The radiation of sailfin silversides has recently attracted attention as a model system for speciation processes. Roy et al. (2004, 2007a,b) identified three mitochondrial clades in Lake Matano's Telmatherina and based analyses of speciation processes on those three mtDNA haplotype groups. However, nuclear data only support two monophyletic groups (Herder et al. 2006b), corresponding to morphologically well-defined roundfins and sharpfins (Kottelat 1991). The additional mitochondrial clade results from introgression of haplotypes common in stream populations, into sharpfins (Herder et al. 2006b). Hence, sharpfins carry both “native” and introgressed “stream” mtDNA haplotypes, whereas roundfins are clearly monophyletic according to both marker systems.

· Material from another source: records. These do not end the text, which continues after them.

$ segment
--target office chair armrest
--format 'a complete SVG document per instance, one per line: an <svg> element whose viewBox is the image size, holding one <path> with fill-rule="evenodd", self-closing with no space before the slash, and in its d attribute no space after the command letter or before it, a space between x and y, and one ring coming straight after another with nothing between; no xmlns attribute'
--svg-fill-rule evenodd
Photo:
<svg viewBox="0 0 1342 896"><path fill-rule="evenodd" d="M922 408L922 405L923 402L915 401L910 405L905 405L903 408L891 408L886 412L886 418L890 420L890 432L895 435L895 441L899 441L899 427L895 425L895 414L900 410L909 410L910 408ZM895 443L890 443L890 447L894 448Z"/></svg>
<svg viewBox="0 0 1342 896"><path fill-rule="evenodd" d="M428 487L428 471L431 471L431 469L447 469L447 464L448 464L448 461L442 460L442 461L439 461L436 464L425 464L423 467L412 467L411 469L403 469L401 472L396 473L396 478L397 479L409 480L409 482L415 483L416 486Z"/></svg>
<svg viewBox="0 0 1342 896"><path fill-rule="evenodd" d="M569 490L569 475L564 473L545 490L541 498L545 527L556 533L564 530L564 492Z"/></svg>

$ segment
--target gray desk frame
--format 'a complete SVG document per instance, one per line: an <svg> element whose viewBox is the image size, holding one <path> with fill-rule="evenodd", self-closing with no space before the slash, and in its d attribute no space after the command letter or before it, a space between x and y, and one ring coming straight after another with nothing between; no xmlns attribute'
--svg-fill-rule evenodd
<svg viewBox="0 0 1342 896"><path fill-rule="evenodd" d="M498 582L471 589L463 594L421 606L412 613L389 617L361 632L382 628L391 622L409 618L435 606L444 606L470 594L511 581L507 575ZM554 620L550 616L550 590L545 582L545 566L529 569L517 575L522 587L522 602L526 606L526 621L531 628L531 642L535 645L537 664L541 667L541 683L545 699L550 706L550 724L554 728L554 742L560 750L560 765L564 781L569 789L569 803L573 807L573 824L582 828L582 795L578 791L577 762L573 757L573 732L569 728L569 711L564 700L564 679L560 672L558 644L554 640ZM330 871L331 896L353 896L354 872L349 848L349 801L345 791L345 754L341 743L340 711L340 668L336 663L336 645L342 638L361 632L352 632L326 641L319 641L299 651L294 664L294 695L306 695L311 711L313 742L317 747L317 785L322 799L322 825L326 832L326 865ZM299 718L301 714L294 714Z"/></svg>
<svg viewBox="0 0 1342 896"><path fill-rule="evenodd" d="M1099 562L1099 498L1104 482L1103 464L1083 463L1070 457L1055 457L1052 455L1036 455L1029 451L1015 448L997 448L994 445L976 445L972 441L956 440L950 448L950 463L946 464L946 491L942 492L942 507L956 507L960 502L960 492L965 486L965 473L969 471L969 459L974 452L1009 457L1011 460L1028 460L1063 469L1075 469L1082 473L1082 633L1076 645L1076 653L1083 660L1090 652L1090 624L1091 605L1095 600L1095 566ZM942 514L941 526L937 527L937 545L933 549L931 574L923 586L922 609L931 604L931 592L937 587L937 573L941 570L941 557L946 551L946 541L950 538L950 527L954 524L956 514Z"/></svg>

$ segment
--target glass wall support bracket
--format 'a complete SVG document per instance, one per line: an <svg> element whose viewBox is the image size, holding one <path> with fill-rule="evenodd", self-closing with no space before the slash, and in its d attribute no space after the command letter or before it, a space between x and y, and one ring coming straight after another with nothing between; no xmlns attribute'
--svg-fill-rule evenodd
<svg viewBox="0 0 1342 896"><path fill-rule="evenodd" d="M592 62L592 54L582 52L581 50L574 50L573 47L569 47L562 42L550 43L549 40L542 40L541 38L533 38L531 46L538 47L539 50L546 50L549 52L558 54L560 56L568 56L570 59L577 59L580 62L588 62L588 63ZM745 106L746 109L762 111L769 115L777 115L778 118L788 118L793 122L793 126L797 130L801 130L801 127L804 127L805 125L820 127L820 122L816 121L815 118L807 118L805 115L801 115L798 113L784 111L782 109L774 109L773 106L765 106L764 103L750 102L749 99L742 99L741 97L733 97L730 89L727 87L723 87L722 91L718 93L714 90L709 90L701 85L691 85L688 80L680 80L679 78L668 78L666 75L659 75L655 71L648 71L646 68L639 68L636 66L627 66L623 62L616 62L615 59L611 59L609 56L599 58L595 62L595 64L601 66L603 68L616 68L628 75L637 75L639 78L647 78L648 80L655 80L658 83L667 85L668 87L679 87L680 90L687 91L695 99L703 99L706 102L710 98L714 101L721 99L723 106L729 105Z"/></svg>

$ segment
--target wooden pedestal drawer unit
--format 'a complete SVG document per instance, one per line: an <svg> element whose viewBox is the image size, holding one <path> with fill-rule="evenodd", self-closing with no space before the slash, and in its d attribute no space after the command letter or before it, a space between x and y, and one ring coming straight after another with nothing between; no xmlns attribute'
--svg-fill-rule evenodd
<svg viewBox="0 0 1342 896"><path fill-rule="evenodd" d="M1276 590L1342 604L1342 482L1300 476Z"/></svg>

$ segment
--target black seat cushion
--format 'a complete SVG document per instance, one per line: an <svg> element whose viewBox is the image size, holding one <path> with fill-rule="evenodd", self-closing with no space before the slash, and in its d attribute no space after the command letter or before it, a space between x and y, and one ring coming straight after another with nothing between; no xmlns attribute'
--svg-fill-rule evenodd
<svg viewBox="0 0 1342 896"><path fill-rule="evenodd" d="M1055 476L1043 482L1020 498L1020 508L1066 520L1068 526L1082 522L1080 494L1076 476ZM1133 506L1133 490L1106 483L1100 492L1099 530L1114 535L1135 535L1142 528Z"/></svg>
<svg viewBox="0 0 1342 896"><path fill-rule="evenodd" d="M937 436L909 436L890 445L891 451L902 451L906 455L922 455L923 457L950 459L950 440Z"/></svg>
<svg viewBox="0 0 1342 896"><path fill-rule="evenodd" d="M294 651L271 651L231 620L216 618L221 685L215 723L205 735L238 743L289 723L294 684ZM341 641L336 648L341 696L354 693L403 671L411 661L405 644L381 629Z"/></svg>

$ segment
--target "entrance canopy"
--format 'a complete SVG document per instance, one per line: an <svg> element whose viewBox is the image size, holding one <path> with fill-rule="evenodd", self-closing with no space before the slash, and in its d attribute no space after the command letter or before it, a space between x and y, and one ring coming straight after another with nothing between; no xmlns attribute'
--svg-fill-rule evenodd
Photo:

The present study applies Coyne and Orr's (2004) criteria for sympatric speciation to Lake Matano's roundfins. Based on data derived from nuclear population-level genetic markers, ecological field observations, and analysis of body shape and stomach contents, we test for morphological, ecological, and genetic divergence within the well defined, compact area of an ancient lake. This approach allows incorporation of hypotheses on mechanisms discussed to drive speciation processes, namely ecological selection with respect to body shape, trophic ecology, and habitat use and sexual selection with respect to male coloration.